Plomería en obra: instalaciones que duran décadas
La plomería se vuelve “invisible” cuando está bien hecha, pero se vuelve el problema más caro cuando falla dentro de muros o losas. El secreto no es solo elegir buena tubería: es respetar normas de instalación, pruebas de presión y detalles como pendientes, fijaciones y sellos. Una instalación correcta puede durar décadas con mínimo mantenimiento.
Claves de una plomería bien instalada desde el inicio
Selección de material: define tubería según uso (agua fría/caliente, drenaje) y condiciones de obra. Evita mezclar sistemas sin compatibilidad de conexiones.

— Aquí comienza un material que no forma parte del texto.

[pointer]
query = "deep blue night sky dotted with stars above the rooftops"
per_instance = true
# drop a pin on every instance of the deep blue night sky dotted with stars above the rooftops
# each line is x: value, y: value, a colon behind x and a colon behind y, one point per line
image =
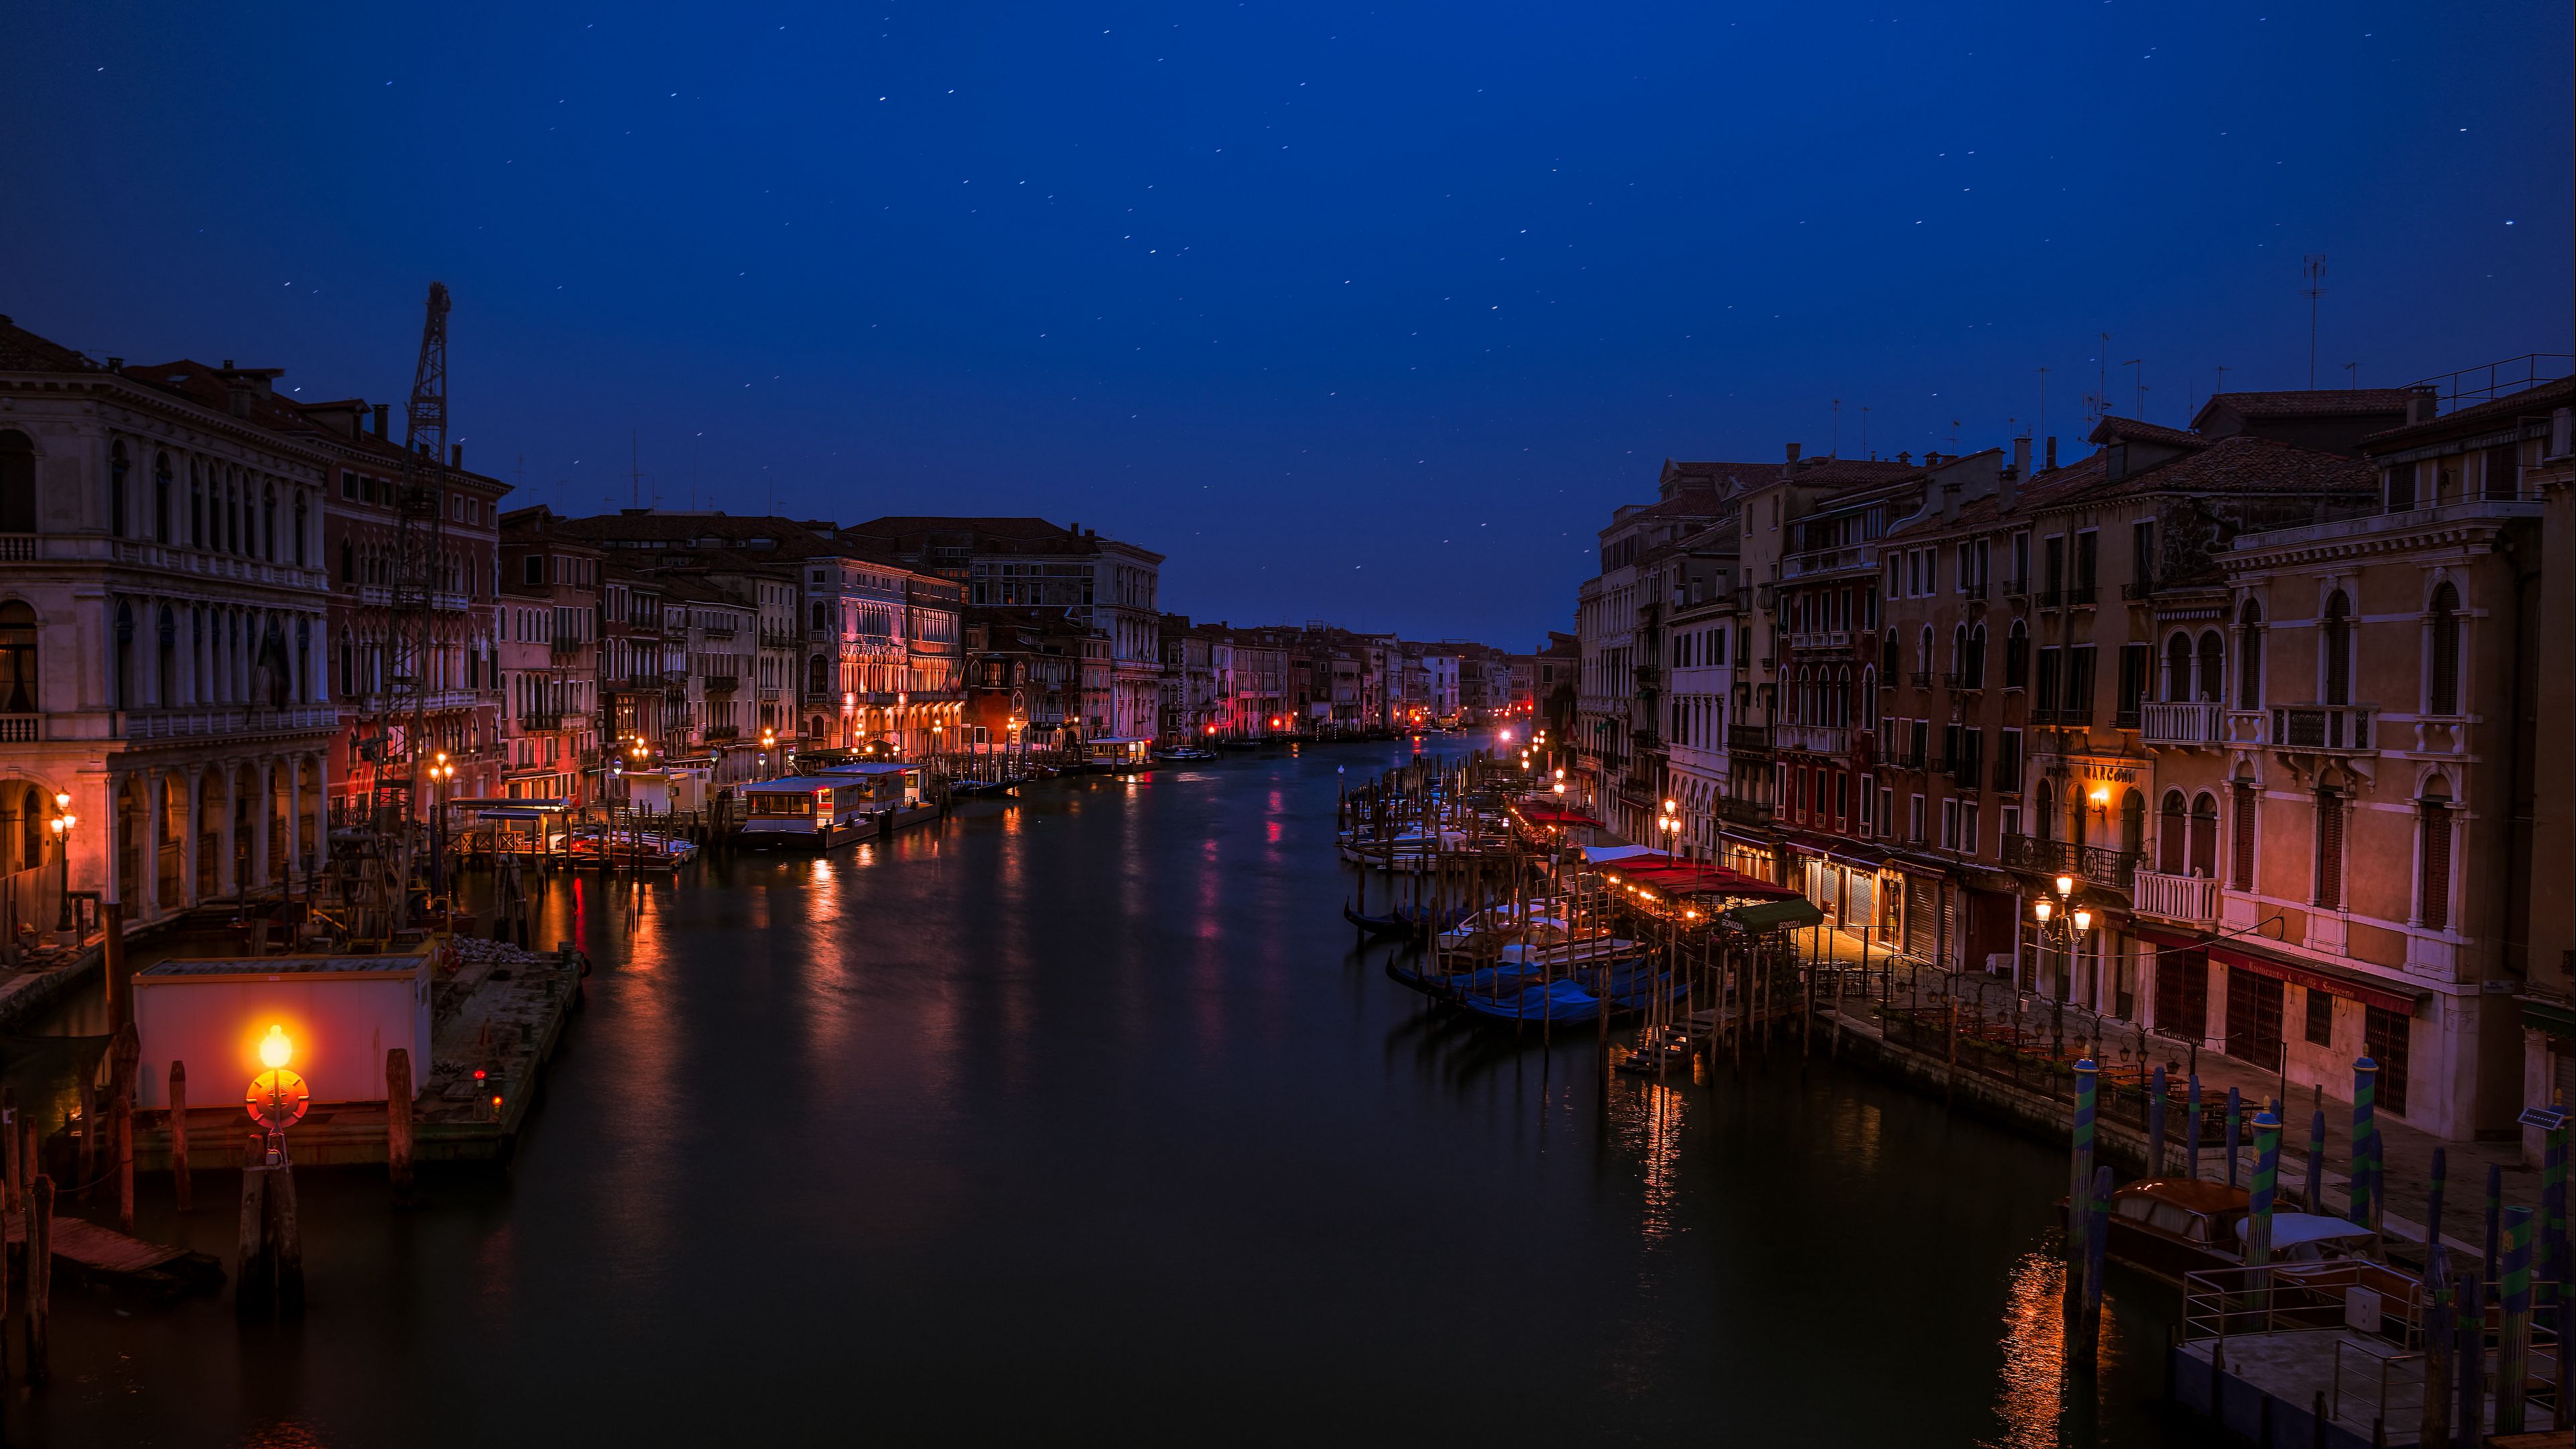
x: 1361, y: 316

Uniones y sellos: sigue el método correcto (termofusión, pegado, roscado) y respeta tiempos de curado. Un pegado apresurado suele fallar cuando entra presión o temperatura.
Pendientes en drenaje: pendientes insuficientes provocan azolves; pendientes excesivas separan sólidos y generan tapones. Mantén registros donde se necesiten para mantenimiento.
Fijación y protección: sujeta tuberías para evitar vibraciones y golpes; protege pasos por losa/muro con camisas y evita puntos de fricción.
Pruebas: realiza pruebas de presión y estanqueidad antes de tapar. Documentar pruebas evita incertidumbre si aparece humedad después.